In Greenville, Blue says gentrification is a positive thing. However, he feels nonblack individuals moving in must infuse themselves in the centerpiece of the community, which is the church. “We’re equals,” Blue says. “White isn’t better than black, and black isn’t better than white.”

The Rev. James Speed of Allen Temple AME Church describes the church as a catalyst for change in the community. “[Church] has been the nuclear point where black folk could gather and come together,” he says. “It was a place where we had corporate ownership.”

Growing up in Allen Temple, Speed saw the church’s influence within the community. “As a child coming here and being exposed to those doctors, those lawyers, those teachers, it instilled in me a desire to push forward and to do better as a person,” Speed says.

The church offers a place of learning for black youth. It was there that Speed learned the importance of education, which continues to be taught today.

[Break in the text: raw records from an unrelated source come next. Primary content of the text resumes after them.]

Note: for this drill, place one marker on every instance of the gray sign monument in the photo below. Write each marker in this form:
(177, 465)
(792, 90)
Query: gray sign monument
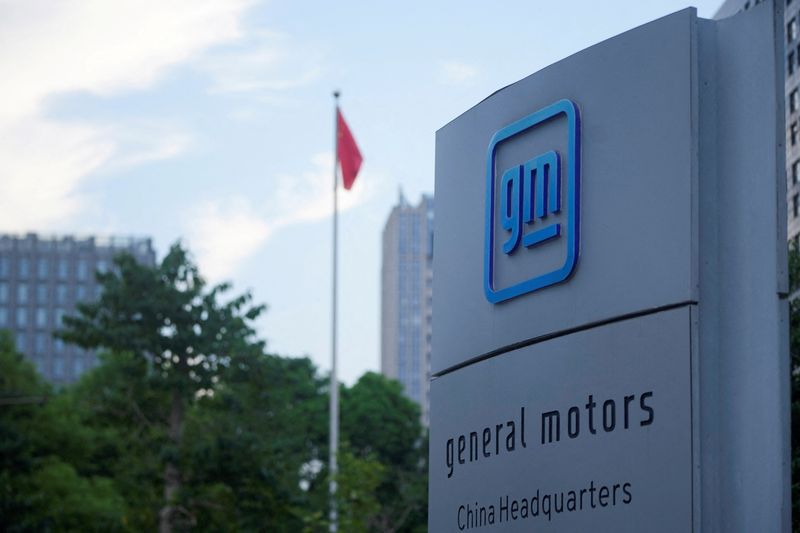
(610, 335)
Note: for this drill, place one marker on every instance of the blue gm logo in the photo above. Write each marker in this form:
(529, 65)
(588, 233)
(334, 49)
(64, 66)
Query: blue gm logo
(531, 212)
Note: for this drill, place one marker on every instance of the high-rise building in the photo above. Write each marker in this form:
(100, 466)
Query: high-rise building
(407, 298)
(791, 17)
(42, 279)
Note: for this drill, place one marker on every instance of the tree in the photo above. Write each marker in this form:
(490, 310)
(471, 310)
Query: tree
(167, 317)
(42, 450)
(250, 446)
(381, 424)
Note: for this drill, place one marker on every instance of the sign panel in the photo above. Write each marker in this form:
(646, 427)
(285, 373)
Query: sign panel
(566, 198)
(546, 438)
(530, 197)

“The church still has that same bond, that same camaraderie, but they're not as deep,” Speed says. “The church is the greatest gift, I believe.”

Calling them the moral conscience of the community, Speed feels churches should bring out the best in people, preserve truth, and act as catalysts for positive change. "The church has an obligation to be true,” he says.

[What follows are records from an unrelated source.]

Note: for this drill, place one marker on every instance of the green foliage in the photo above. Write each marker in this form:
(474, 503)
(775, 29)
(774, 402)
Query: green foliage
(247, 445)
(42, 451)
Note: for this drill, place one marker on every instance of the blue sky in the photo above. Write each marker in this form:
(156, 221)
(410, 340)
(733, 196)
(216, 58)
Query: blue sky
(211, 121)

Churches present a united voice for the black communities they serve. “We will go to City Hall, we will go to County Square, if necessary, to speak truth to power,” Speed says.

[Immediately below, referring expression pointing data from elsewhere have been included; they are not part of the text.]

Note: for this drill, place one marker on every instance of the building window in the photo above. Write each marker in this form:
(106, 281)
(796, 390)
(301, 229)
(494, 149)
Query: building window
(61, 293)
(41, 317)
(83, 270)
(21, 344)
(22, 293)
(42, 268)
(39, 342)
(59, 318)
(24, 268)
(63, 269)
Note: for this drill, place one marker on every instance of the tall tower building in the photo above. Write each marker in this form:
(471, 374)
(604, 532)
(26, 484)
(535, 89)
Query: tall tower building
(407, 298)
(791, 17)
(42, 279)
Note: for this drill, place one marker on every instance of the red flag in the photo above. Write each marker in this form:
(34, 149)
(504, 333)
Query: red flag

WE’RE EQUALS.WHITE ISN’T BETTER THANBLACK, AND BLACK ISN’TBETTER THAN WHITE.

Darian Blue, Senior Pastor Nicholtown Missionary Baptist Church

Will Crooks/Community Journals

HISTORICAL SIGNIFICANCE

In the 18th century, many African-American slaves converted to Christianity and became baptized, which symbolized membership in the body of Christ.

Helen Lee Turner, Furman University professor of religion, says slaveowners soon realized the powerful movement taking root from the Christianity of slaves. “This implied more equality that perhaps even white Christians realized,” Turner says.

Slaves began to recognize an identity in religion outside of slavery. “It was giving them a sense of identity that says, ‘You’re a child of God, you’re not just chattel, you’re not just property,’” she says.

Despite some slaveowners setting rules for slave worship, the African-Americans would gather in "hush harbors" to exercise religious practices.

“Part of the reason that revival worked so well and why they planted the seed for the importance of churches in the African-American community was that they gave a place where some traditional African forms of religious expression could be worked out,” Turner says.

African traditions including shouting, clapping, and stomping were released in some of the 18th- and 19th-century Christian revival meetings.

“This worship was a meaningful experience. It provided a place for meaningful experiences of the transcendent in the midst of the drudgery of their lives, and it became very central,” she says. “It became a new identity in freedom.”